翌日夕方、祝日に限らず保健所から着信。 出てみると昨夜お話した方であった。 「祝日もお仕事ですか?」 と尋ねると24時間体制にて当番で対応しています。とのこと... 正直驚いた。知らなかった...。
大変な仕事を担ってくださっている...頭の下がる思いだ。 感謝しかない。
そして、私は、濃厚接触者から接触者に変わった。
何故か「ご協力感謝します」と恐縮される保健所の方、私は「自分の周囲の方のために最大限できることをしただけです...」と恐縮した。
今回、コロナを身近に体験して、まさか自分に降り注ぐとは正直考えもしていなかったが、これだけ感染者が増えている中、望んで感染したわけではない人に対して、時に人は、周囲は、パニックを起こしたり、村八分的な行動心理を取ってしまうということは肌で感じることが出来た。
現実問題、心無い言葉や行動で、当事者を精神的に追いつめてしまうという話も、聞くところ少なくもないようだ。
翌日、実家に戻ることができた。
今朝は、また、いつもの散歩道を愛犬と歩く。
大きく広がる山の景色を眺めながら、こう思うのだ。
世界中、日常に、肌の色が黒いだの白いだの、足がないだの、手の形がおかしいだの、生まれ持っての障がいにおいて、その方々が望んだわけでもなく、変えようもないことに、時に人は人に対して残酷であるように思う。
人が人であることに何ら変わりはないはずなのに...
内外の痛ましい戦争においても、何の悪さを働いたわけでもない人たちが、身勝手な人間により殺されるなんて......絶対にあってはならないことだ。
自分が殺されたくなければ、人もまた殺されたくはないのだ。
貧乏であろうが資産家であろうが... 肩書に酔いしれる方もいるようだが、肩書がどんなに偉くてもポンコツはたくさん存在する。
人は人である。
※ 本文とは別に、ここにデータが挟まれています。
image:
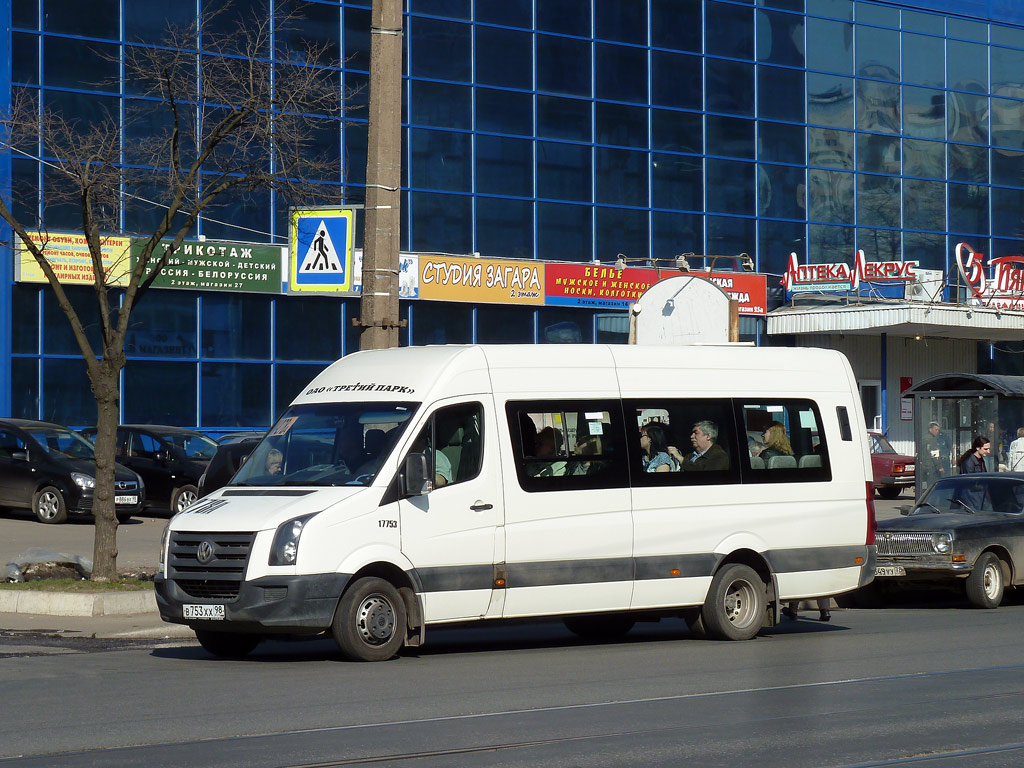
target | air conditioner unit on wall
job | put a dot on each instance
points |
(927, 286)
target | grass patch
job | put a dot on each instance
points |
(77, 585)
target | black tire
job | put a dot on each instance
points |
(601, 626)
(986, 583)
(370, 623)
(182, 498)
(227, 644)
(48, 506)
(734, 608)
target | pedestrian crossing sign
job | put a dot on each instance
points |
(322, 246)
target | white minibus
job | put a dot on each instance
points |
(411, 487)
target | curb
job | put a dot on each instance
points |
(78, 603)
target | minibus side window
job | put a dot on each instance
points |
(785, 441)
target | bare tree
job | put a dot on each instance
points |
(226, 119)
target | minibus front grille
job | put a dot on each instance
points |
(209, 565)
(903, 544)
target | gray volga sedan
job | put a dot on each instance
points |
(968, 527)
ただそれだけでいいと思う。
大自然のように、植物は、土や水、太陽、風、雨、小さな細菌や虫などがいるから育つのであろうし、その植物などがあるから動物も生きていける。そしてまた、その動物が落っことしていったウンチから肥しもできて植物の栄養となる。 みんな、できることが違い、それぞれが役割を担い補い合っているからこそ、豊かな天然の資源がこの世界にはあると私は考えている。
人間も、大自然のように個々がお互いを尊重し、共存し、できないことを補え合えば、どんなに豊かに明るい世界が広がるのだろうとイメージする。
最後までお読みいただきありがとうございました(´▽`*)
コロナにて悔しくも命を落とされた方々のご冥福をお祈りいたします。